Exit the session with sarray submit or sarray cancel.


sarray submit [FILE|-]

Generate and submit the merged job array.

Argument / Flag Description
FILE Queue file to read (one sbatch ... line per job). Omit to use the active listen session.
- Read queue from stdin.
-o, --output FILE Save the generated script to this file (default: sarray.slurm in the current directory).
-n, --dry-run Print the generated script to stdout (syntax-highlighted) without submitting.
-t, --throttle N Limit the number of simultaneously running tasks (%N appended to --array).

The generated script is always written to disk before submission — sarray.slurm by default — so you can always inspect what was submitted.

CLI flags override #SBATCH directives. For example:

sbatch --mem=8GB job.slurm    # overrides #SBATCH --mem in job.slurm
sbatch --array=0-9 job.slurm  # overrides #SBATCH --array in job.slurm

--wrap is also supported (no script file needed):

sbatch --wrap "python train.py" --array=0-4 --mem=16GB

sarray cancel

Discard the current listen session queue and exit the subshell.


sarray throttle JOBID -n N [--kill]

Update the concurrent task limit of a running job array without cancelling it.

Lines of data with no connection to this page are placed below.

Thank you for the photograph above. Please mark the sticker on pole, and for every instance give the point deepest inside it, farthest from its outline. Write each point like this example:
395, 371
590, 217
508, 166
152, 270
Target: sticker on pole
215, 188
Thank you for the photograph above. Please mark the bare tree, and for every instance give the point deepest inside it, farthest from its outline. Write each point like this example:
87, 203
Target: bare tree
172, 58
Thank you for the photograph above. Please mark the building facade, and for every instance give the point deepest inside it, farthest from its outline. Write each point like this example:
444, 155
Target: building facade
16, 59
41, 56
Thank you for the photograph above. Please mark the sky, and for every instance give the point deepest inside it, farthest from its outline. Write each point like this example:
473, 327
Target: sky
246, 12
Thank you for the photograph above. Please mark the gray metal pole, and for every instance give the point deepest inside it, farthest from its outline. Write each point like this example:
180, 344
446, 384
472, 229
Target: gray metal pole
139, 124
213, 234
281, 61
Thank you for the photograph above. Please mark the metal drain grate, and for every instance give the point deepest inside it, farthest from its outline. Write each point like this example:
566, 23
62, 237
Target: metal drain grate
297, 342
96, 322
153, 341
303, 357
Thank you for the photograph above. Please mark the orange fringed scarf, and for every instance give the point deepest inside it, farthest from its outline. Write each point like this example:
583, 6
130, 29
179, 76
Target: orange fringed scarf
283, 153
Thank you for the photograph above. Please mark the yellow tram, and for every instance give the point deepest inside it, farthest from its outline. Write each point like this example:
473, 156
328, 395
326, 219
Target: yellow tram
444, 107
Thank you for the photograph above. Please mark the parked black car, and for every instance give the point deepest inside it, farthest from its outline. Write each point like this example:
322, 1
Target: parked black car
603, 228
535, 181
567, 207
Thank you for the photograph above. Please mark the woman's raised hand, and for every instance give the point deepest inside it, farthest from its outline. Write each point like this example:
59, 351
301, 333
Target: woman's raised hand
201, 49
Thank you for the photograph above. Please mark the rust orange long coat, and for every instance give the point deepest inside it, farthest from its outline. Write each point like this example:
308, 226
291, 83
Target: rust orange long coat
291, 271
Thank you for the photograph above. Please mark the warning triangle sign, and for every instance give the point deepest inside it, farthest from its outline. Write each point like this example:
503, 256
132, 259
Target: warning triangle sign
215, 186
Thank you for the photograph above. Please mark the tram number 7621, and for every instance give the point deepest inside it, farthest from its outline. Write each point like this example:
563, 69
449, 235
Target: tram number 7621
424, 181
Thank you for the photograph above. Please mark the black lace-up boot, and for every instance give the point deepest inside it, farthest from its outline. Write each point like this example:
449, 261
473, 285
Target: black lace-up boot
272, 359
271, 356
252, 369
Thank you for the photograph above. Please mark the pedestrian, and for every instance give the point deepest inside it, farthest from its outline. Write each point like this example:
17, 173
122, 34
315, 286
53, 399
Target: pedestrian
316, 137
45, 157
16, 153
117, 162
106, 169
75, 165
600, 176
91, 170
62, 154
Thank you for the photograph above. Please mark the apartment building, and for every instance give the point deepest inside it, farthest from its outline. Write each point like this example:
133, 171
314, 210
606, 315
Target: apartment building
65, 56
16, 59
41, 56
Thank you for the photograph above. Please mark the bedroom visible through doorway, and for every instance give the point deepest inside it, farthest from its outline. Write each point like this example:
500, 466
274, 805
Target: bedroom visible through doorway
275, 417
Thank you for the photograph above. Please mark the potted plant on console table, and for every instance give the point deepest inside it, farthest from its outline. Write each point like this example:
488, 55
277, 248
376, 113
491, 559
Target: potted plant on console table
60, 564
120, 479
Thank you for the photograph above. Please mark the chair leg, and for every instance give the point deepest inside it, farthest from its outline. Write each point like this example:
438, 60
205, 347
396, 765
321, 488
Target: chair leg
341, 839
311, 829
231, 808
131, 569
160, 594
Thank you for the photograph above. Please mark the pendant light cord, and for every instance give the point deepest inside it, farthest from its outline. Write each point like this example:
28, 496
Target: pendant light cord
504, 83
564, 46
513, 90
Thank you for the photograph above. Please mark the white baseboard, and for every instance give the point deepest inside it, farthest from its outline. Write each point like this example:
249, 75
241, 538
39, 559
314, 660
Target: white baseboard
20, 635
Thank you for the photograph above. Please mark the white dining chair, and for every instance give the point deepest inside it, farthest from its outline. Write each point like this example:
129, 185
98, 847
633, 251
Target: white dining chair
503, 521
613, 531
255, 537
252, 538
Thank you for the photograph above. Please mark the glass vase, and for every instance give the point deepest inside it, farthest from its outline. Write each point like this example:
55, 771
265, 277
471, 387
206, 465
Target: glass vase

Argument / Flag Description
JOBID ID of the running job array.
-n, --max, --max-tasks N New maximum number of simultaneously running tasks.
-k, --kill Requeue tasks currently running above the new limit.
# Slow down a running array to 2 concurrent tasks
sarray throttle 123456 --max 2

# Slow down and immediately requeue the excess running tasks
sarray throttle 123456 --max 2 --kill

The command checks that the job exists, belongs to you, and is a job array before updating.


Example workflow

$ sarray listen
[sarray] $ sbatch --array=0-9 experiments/baseline.slurm
[sarray] $ sbatch --array=0-9 experiments/ablation.slurm
[sarray] $ sbatch --array=0-9 experiments/ablation2.slurm
[sarray] $ sarray submit --dry-run   # preview the merged script
[sarray] $ sarray submit             # submit and exit the session
Submitted batch job 42137
$

Result: one job array with 30 tasks instead of 3 separate submissions.

Project details


Download files

Download the file for your platform. If you're not sure which to choose, learn more about installing packages.

Source Distribution

sarray-0.1.0.tar.gz (19.6 kB view details)

Uploaded Source

Built Distribution

If you're not sure about the file name format, learn more about wheel file names.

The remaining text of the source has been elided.